第22話 社内討議

 中川智之と太田晃一は相談して社内討議の日時を金曜日の4時に決め、太田晃一は会議室を出た。

 ふみ子と相田陽菜は中川智之の指示の下で、資料作りに励んだ。6時になると、中川智之に呼ばれた。

「ニンニン、鬼谷さんと一緒に夕飯を食べているのか?」

「ハイ」

 ふみ子はその質問にがっかりしたが、笑顔で答えた。

「今日、宅急便で送ったから、明日には届くと思うから、そのつもりでね」


「何の話?私も混ぜて」

 相田陽菜は二人の間に入り込んだ。

「な、なんでもないよ。野菜の話をしていただけだよ」

 ふみ子がいい訳めいて答えると、相田陽菜はふみ子の額に人差し指を突き付けた。

「本当?抜け駆けなしよ」

 相田陽菜はドスのきいた声でふみ子に警告した。

「ぬ、抜け駆けなんて。中川さんは私以外の人が気になっているだけだよ」


「お、俺?俺、だれを気になってるって。いやだなぁ。俺、そんな気になってないよ」

 中川智之は否定をしても、動揺を隠せず、頭をかいた。

「さぁ、もう帰ろう。茨城は本当に遠いんだ」

 中川智之は話題をかえて、帰り支度を始めると、太田晃一が顔を出し、戸締りなどをして、一緒に帰った。

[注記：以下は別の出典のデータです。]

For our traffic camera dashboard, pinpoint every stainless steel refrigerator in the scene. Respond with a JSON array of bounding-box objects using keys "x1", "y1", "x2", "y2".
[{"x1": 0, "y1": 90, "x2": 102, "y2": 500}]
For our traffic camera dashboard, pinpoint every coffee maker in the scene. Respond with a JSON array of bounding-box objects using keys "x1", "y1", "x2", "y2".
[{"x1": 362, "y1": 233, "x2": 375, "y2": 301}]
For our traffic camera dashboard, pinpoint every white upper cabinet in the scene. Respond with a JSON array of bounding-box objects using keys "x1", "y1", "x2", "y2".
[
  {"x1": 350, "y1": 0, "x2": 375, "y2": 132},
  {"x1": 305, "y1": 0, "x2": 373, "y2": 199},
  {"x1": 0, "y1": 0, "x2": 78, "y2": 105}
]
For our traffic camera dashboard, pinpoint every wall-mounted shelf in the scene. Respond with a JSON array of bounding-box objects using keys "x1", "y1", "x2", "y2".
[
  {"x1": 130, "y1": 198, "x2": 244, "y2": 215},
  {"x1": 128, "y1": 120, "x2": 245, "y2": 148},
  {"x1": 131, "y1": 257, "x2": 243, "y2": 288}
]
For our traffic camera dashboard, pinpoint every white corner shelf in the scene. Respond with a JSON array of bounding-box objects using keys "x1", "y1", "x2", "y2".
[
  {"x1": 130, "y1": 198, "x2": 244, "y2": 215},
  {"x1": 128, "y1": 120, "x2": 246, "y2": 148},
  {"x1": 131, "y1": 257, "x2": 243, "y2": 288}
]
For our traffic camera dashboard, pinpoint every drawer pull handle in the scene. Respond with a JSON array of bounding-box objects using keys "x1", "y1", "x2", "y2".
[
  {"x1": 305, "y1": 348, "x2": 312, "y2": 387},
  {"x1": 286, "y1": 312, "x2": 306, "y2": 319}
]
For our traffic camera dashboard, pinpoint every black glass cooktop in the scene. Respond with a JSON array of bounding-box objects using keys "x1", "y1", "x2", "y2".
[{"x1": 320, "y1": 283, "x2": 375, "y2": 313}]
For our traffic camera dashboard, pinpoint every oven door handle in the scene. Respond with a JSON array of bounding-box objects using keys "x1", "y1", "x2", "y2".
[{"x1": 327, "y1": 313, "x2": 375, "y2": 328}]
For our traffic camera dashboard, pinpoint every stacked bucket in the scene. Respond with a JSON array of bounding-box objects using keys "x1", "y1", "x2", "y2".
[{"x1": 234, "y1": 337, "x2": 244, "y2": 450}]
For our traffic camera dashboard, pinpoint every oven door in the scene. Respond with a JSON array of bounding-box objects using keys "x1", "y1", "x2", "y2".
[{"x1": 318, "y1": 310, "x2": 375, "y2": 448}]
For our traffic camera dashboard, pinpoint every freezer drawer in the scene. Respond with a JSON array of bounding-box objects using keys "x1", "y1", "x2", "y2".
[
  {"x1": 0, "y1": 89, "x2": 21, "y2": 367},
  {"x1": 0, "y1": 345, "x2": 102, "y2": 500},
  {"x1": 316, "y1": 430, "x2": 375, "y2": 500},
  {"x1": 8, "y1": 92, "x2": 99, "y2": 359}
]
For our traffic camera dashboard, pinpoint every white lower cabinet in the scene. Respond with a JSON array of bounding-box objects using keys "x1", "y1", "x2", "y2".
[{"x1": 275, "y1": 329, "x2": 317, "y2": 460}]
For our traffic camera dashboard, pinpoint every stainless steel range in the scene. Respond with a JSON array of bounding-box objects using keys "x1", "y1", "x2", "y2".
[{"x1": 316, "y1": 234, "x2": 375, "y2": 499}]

 ふみ子が家に到着してから、約束の時間に畠山由紀は夕飯を食べに来た。

 その日は母も一緒に3人で他愛ない話をしながら、なごやかな時間を楽しんだ。


 社内討議のための資料作りは順調に進み、水曜日の5時には終わった。

「野菜ありがとうございました。今日から使い始めています」

 ふみ子は中川智之に礼を言った。

「ああ、うん。喜んでもらえれば、俺も嬉しい。ニンニンと一緒にまた来いよ。野菜のリクエストがあれば、言ってくれよな」

 中川智之は白い歯を光らせながら、さわやかに答えた。


「ふみ子の目がやっぱり怪しい。しょうがないなぁ・・・私は諦めるか。金曜日、打ち上げ会やろうよ」

 相田陽菜はふみ子の肩を抱きながら、提案した。

「俺、茨城だから、夜はダメなんだ。来週の水曜日にまた、来てくれと言われているから、その時にお茶だけならOKだ」

 相田陽菜はがっくりと肩を落とした。


「お茶が終わった後、うちにおいでよ。ごちそうを用意しておく。そうそう、畠山由紀という人を紹介するからね」

「うん。まぁ、それもいいでしょう。水曜日じゃなくて、今週の金曜日でいい?」

 ふみ子は快く承諾し、太田晃一を内線で呼び出した。そして、社内討議の最終的な打ち合わせをした。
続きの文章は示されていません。